Глухо загудел прибрежный склон, к водопою колыхливо сбегал табун кобылиц с жеребятами. Напившись, лошади устоялись в воде, поднимая голову, обмахивались хвостами, смотрели на камыши. С губ раздумчиво падали капли.

Спустился с пригорка на гнедой кобыле табунщик, спешился, снял саквы, седло, узду, и кобыла повыше по течению зашла в незамутненную воду, маня игогоканьем жеребенка.

Ольга по-кошачьему мягко вжималась в затравевшую теплую землю, следила за парнем. Когда-то мельком вроде видела это ладной лепки спокойное юношеское лицо, а где? Не могла припомнить.

Даже наедине с этой заводью в тростнике и кувшинках, раздевшись, он стыдливо прикрывал руками низ светло закудрявившегося живота. Присев на корточки у камешка, стал стирать свое белье. Ветерок разваливал тростниковую стену надвое, и тогда Ольга видела светло-рыжую кудрявую голову и широкие, ровно двигавшиеся лопатки под загорелой атласной кожей. Одевшись, он разжег костерок на камушках. А пока варился кулеш (вместе с дымком доносило до Ольги запах разваривающегося пшена), табунщик вырезал из тростника дудку, сел у ветлы в тени, упер локти в колени и заиграл.
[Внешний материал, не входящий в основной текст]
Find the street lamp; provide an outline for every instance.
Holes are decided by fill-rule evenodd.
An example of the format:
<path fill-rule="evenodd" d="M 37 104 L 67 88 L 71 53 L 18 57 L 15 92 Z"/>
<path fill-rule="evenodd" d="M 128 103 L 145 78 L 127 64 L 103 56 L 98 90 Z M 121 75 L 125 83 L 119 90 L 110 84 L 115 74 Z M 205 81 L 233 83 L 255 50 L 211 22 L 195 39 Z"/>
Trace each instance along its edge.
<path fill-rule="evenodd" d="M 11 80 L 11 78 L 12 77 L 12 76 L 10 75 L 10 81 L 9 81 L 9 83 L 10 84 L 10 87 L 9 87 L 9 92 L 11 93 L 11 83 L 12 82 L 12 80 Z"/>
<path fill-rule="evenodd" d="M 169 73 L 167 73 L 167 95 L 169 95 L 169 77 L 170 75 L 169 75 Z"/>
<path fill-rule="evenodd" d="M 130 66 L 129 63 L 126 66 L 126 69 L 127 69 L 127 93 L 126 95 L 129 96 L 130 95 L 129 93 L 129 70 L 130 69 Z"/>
Играл он, как играют люди только для себя — не думая, не закончив одной песни, начинал другую.

В полдневной знойной тишине по-детски жалобно и светло звучали напевы. Дремотно нежились, стоя по брюхо в воде, кобылицы с жеребятами. На холме, подняв голову, сторожко прядал ушами розово-белый, с черной гривой и черным хвостом жеребец.

И песни, по-домашнему родные, и эти кобылицы с провисающими от материнства спинами, и детская незавершенность длинноногих большеголовых жеребят — все умиляло Ольгу. И она плакала, не вытирая слез. И больной глаз под повязкой плакал, смочив косынку.

Табунщик перестал играть, надел высохшие на ветвях брюки и рубаху, прямиком пошел, пружиня на носках, к бобовнику и, остановившись в целомудренной дали от Ольги, позвал обедать.

Родным показался голос, как бы ветровой с глухим шелестом трав. Такой вызвучивается только в пастушьей, ветрами забитой глотке. Когда подошла к нему, зорче взглянул на нее спокойными глазами.

— Засорила, — сказала она, опустив голову, выбирая из волос на шее татарниковые колючки.

— Развяжи. Сиди крепче, терпи.

Стал на колени, запрокинул ее голову, горячий кончик языка обжигал глаз. Ольга впилась ногтями в его плечи, тихо постанывала.

— Все, — сплюнул на ладонь острое остье татарника. — Не мешает?

Боль отпустила, и Ольга сказала расслабленно:

— Спасибо! Молоденький, а все знаешь.

— На здоровье, — просто и ласково сказал он. И Ольга не смогла унять дрожь сохнувших на ветру губ.

— Как зовут-то тебя, паренек?

— Сауров я, Сила, то есть Силантий.

Из ямки под ракитой вытащил бурдючок, нацедил в деревянную кружку кумысу.